Identification of potent inhibitors against chorismate synthase of Toxoplasma gondii using molecular dynamics simulations

Abstract

Toxoplasmosis, caused by Toxoplasma gondii, affects about 20–30% of the human population every year globally. The emergence of severe side effects of current chemotherapeutics and drug-resistant strains emphasize upon finding new therapeutics to treat toxoplasmosis. Chorismate synthase (CS) is a vital enzyme of shikimate pathway and responsible for formation of chorismate, which acts as a precursor for production of several aromatic compounds important for virulence and survival in many bacteria and protozoans. In this study, comparative modeling was employed to predict the three-dimensional structure of T. gondii chorismate synthase (TgCS) followed by its refinement and validation using various computational tools. The modeled structure of TgCS monomer shows all the conserved features of CS, particularly the beta-alpha-beta sandwich fold. Molecular docking studies has displayed that 5-enolpyruvylshikimate-3-phosphate (EPSP, substrate) and flavin mononucleotide (FMN, cofactor) bind into the active site of TgCS and all the structures (apo, binary, and ternary) were observed to be stable during molecular dynamics (MD) simulation.
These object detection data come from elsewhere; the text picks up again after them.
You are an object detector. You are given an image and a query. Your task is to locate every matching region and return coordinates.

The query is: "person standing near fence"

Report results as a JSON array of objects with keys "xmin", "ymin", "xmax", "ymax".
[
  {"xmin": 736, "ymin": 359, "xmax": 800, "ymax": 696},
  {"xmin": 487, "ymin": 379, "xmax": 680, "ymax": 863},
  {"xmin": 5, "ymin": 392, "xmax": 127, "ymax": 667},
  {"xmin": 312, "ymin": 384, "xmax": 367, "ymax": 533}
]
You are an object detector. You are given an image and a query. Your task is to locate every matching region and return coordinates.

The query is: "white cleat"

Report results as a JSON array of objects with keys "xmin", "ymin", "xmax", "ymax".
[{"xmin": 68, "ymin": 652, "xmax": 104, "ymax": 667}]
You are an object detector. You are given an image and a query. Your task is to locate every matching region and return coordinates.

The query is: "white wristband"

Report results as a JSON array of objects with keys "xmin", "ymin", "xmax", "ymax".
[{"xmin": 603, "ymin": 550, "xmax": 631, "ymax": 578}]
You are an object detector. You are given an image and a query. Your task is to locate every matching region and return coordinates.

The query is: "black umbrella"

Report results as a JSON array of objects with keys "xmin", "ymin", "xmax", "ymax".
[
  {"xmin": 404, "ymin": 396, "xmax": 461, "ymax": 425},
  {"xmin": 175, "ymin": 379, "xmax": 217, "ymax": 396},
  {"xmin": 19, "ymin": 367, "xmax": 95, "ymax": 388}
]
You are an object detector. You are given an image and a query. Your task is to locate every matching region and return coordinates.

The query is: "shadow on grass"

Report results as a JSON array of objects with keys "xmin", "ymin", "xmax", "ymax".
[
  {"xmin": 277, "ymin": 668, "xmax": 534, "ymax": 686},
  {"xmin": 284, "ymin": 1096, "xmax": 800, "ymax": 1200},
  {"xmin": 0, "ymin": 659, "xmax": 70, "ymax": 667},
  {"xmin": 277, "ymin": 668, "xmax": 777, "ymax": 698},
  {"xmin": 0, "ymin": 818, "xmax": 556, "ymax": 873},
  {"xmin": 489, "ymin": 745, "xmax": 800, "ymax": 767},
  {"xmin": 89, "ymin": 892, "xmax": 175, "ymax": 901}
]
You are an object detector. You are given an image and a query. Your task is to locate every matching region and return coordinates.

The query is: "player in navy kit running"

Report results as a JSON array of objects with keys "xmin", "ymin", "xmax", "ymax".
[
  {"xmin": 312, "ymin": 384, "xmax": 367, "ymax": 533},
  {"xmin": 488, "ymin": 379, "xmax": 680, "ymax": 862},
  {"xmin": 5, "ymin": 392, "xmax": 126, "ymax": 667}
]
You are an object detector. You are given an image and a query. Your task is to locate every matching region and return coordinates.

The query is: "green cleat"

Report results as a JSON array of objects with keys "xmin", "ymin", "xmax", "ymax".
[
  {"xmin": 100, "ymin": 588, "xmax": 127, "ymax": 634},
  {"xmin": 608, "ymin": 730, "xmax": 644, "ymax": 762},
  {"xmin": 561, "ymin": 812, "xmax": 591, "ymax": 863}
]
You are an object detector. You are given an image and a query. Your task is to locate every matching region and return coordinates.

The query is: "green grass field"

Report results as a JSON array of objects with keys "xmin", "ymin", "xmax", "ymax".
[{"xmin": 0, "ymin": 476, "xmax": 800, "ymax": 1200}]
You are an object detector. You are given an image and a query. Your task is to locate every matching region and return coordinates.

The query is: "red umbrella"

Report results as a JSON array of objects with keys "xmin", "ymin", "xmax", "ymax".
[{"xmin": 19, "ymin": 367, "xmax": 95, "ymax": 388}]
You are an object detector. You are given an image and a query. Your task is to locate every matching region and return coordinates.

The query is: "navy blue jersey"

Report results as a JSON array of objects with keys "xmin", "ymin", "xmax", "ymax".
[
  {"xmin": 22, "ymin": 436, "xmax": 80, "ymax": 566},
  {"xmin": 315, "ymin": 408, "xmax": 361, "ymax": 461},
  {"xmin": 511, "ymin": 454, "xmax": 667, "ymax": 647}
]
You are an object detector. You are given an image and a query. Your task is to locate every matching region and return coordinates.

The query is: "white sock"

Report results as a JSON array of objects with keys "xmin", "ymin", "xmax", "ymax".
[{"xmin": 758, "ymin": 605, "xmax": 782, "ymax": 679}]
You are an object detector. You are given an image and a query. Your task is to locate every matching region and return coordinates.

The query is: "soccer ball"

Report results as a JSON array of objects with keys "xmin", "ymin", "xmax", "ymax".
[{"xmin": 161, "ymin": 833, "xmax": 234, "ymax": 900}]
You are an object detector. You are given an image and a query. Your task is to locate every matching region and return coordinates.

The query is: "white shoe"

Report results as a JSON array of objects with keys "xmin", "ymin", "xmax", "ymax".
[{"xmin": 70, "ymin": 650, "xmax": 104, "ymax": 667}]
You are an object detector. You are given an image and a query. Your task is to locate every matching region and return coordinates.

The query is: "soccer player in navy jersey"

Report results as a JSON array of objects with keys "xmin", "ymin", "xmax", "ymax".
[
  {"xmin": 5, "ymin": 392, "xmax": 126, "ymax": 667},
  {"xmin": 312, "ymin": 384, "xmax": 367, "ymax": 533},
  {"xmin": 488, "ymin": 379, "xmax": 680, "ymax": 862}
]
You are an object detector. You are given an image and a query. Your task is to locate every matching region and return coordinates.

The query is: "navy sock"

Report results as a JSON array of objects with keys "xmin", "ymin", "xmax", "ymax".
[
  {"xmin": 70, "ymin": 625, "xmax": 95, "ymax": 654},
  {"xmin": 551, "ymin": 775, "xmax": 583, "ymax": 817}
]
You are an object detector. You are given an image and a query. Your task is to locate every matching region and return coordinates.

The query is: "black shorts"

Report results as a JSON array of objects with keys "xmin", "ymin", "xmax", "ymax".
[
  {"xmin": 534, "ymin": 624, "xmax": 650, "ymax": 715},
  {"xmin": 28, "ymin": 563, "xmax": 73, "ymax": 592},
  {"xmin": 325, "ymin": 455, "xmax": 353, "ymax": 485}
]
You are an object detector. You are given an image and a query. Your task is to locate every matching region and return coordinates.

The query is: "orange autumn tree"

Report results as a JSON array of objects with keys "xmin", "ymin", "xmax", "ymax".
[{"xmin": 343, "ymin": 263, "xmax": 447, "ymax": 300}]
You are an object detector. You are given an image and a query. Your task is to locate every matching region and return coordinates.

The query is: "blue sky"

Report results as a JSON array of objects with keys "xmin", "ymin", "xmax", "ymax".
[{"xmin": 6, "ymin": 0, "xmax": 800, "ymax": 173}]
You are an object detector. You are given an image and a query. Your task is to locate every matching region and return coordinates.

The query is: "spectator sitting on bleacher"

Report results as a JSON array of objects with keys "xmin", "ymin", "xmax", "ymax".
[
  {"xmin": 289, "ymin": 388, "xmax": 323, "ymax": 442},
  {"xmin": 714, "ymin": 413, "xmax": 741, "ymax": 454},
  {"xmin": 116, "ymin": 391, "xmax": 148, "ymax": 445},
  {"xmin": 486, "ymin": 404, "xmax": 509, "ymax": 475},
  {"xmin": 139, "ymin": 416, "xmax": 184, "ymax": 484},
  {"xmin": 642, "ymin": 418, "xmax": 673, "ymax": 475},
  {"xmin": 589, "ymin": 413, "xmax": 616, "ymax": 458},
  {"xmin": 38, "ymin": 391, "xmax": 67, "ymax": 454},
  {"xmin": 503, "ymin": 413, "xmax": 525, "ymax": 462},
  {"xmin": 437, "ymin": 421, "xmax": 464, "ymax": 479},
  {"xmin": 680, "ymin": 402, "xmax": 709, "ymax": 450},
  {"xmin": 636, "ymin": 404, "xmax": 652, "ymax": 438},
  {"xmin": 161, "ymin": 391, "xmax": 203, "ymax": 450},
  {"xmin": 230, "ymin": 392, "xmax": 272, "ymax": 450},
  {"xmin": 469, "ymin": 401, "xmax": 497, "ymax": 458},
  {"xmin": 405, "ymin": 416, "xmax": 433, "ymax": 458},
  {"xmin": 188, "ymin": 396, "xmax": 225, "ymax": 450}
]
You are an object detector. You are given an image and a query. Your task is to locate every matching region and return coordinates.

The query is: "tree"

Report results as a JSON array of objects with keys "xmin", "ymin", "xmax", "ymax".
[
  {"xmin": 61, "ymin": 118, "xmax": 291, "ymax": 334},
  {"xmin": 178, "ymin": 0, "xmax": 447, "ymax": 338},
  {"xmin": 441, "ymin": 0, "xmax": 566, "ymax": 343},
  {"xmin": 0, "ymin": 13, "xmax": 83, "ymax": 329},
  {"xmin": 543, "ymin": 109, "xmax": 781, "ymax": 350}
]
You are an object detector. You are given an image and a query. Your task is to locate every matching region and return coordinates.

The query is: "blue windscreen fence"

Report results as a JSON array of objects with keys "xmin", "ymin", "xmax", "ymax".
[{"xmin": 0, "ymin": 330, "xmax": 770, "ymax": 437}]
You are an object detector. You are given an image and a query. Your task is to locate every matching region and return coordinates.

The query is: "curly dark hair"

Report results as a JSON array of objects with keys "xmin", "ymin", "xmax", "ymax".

Subsequently, structure-based virtual screening using TgCS has inferred two of each benzofuran and EPSP analogs as the best hits on the basis of RCS, molecular interactions, ADME properties, and MD simulations. The MD data of resultant protein–ligand complex structures was subjected to calculate the binding energy through MMPBSA method, which highlights that the EPSP analogs have higher binding affinity for the substrate-binding site of TgCS in comparison to benzofuran derivatives as well as substrate. Altogether, our study could pave the way for designing and development of next generation chemotherapeutic molecules against toxoplasmosis.